Would it be possible to actually dig up plastics from landfills?

– Yes, probably. Many companies are doing above ground mining for metals from cars and electronics, and we’re doing above ground mining for their waste. They could use the same technology to dig up landfills, but the landfills are not as rich as above ground mining. Modern landfills are sealed and the content doesn’t decay, which means that it contains a lot of food and newspapers from decades ago that still looks like food and newspapers. We’re entombing our waste, mummyfying it.

What do you think about the cradle to cradle principle? Is it the future to think like that?

– It has to be. I don’t think we have a choice. We were doing cradle to cradle before they wrote the book [Cradle to Cradle – Remaking the Way We Make Things by Bill McDonough and Michael Braungart], but we didn’t have that name for it. So as soon as I saw that title I thought “yeah, that’s what we do, exactly”. Brilliant, thank you Bill. I completely embraced the concept. But frankly, I didn’t like the book that much because it’s too hard to read. Communication is so important, you got to make it appealing and accessible.

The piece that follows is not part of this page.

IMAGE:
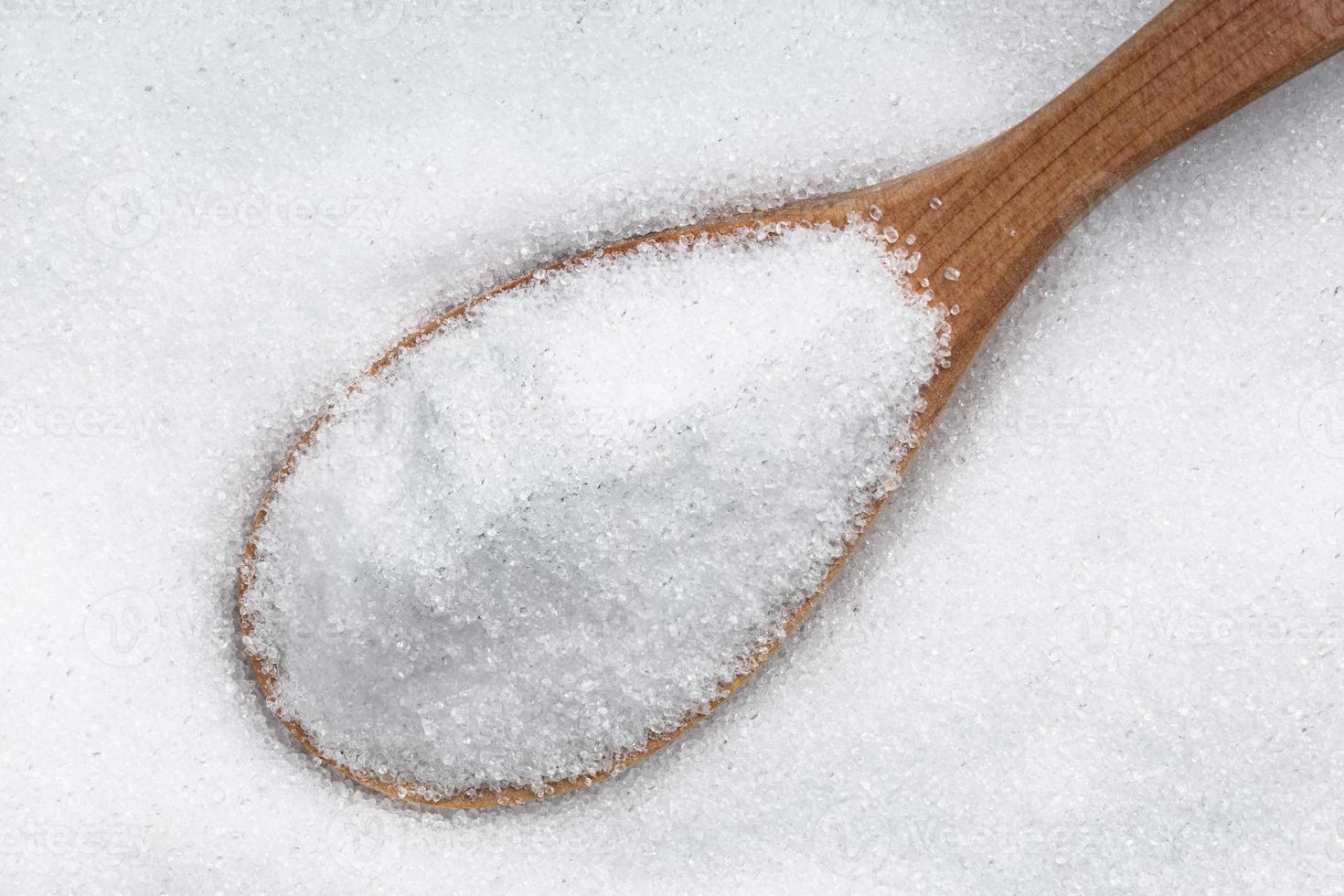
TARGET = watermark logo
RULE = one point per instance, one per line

If plastics was the “space age material” 30 years ago, what is the material of the future now? And how should we handle it?

– Let me answer this way: I don’t know, frankly. But every material has to be reusable. I think plastics is a good material but i know that there is a love-hate affair with it these days, and I completely understand that. It’s got chemicals in it, we see it everywhere, it’s killing sea life… It’s horrible, I get that. But I get a little concerned when people think the answer for plastics is biodegradeability. Five years ago, that was the holy Mecca within the plastics field. The answer is not to stop using plastics and the answer is not to make it biodegradable, because that’s reencouraging the one way society.

Then you’re talking about using plastics as a technical nutrient, exclusively. But what is happening now is that we see examples like Puma’s new collection with compostable shoes in it, where plastic is used as a biological nutrient. What do you think of that?

– I get why people like that, but if you do the LCA on that, the life cycle analysis, it’s not very good. If you learn how to reuse that material it would be a much better LCA. Environmentalists are turning against biodegradables, by the way. Now the biggest biodegradable company in the world, Nature Works, who make plastics from renewable resources, is desperate to have a recycle source, to show that it is sortable and recyclable. Thankfully. Making plastics demands high energy usage. And even if it is from plants you have to use fertilizers and energy in harvesting the plants, and extracting the chemicals from the plants is energy intense, it requires a lot of water as well, and you have to compete with food for the crops. If you have spent all those resources to make it – please use it again, don’t make it turn to dust. That’s my message.

Isn’t it also about how complex the product is? In Puma’s Cradle to Cradle collection the jacket is made of recycled and recyclable polyester, but the shoe is compostable, supposedly because it’s more complex and contains many different materials which are hard to separate.

– It will look good for Puma, but I think it will end up in a modern landfill, it’s just gonna sit there. In an ideal situation outside, exposed to the elements, maybe eventually it will degrade. But in a landfill, sorry, it’s gonna be entombed and you’ll find the shoe 50 years from now, completely intact. It’s the reality. And it’s not… sustainable. Having products turned to dust is not sustainable… Though, I love that Puma is trying. Thank you for trying. I just want to help them get the right answer. Do the LCA, that’s all I ask.

 

THE GOTHENBURG AWARD

The Gothenburg Award for Sustainable Development recognises and supports work to achieve sustainable development. The award, which is one million Swedish crowns, is administrated and funded by a coalition of the City of Gothenburg and twelve companies. Among the previous award winners are Kofi Annan (2011), Al Gore (2007) and Gro Harlem Brundtland (2002).